No one from the utility testified at the hearing, but spokesman Martin Murray said in a statement that Eversource takes no position on the bill.

“SB 128, if passed, would not signal approval for any specific project or utility but would provide regulators with flexibility when considering proposals, from any utility, that are aimed at reducing costs to customers,” he said

Eversource petitioned the PUC last year to buy long-term gas contracts on a proposed pipeline expansion, known as Access Northeast, using money from electric customers.

Eversource said it should be able to factor the price into customer rates because the deal would lower energy costs over the long term. The PUC rejected the idea, saying the move would conflict with deregulation and legally be the same as owning the resulting power production. Eversource has appealed to the state Supreme Court, but a decision has yet to be issued.

Business groups supporting the bill said the PUC should be able to consider all proposals that could lower rates or bring cheaper energy into the region.

“We view it as an important tool for the public utilities and the utilities to work together to basically vet out what other opportunities are out there to help impact in a positive way the high cost of electricity,” said Stefanie Lamb of the Business and Industry Association. “We don’t have the luxury to just wait.”

Energy supply groups and residents panned the bill, warning it would chip away at deregulation and push risk onto customers.

“It replaces market forces with a return to utility-owned resources with the risks of cost overruns, bad investments and guaranteed rates of return that New Hampshire has so steadfastly moved away from,” according to testimony from Dan Dolan of the New England Power Generators Association.

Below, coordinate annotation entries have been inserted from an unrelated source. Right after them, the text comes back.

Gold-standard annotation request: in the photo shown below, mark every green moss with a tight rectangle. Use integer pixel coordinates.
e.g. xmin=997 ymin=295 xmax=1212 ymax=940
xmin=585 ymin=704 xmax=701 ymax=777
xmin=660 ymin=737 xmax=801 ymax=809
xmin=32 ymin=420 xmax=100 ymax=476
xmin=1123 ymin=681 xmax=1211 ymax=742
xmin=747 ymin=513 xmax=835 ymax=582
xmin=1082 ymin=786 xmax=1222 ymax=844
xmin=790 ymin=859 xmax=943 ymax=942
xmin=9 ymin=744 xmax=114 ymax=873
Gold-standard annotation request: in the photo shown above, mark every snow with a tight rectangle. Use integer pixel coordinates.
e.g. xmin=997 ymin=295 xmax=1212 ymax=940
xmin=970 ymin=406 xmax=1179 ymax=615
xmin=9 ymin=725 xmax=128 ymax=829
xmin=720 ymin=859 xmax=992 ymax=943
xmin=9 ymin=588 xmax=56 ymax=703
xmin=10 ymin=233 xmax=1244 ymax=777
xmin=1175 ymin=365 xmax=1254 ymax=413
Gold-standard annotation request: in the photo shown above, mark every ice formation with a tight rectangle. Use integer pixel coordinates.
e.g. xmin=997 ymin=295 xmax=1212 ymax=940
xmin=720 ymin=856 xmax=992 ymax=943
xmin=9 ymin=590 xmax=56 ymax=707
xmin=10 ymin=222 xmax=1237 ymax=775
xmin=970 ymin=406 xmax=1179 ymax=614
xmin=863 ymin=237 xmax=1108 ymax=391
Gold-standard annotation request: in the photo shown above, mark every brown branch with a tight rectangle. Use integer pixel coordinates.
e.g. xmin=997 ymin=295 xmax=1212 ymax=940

The state’s consumer advocate, who represents residential ratepayers, did not take a position on the bill. Don Kreis did, however, recommend that lawmakers give more explicit instruction to the PUC regarding what they can approve. He suggested utilities must be able to show any measure is the lowest-cost option and doesn’t undermine competition, among other standards. The Senate Energy and Natural and Natural Resources Committee will debate and vote on the bill at a later date.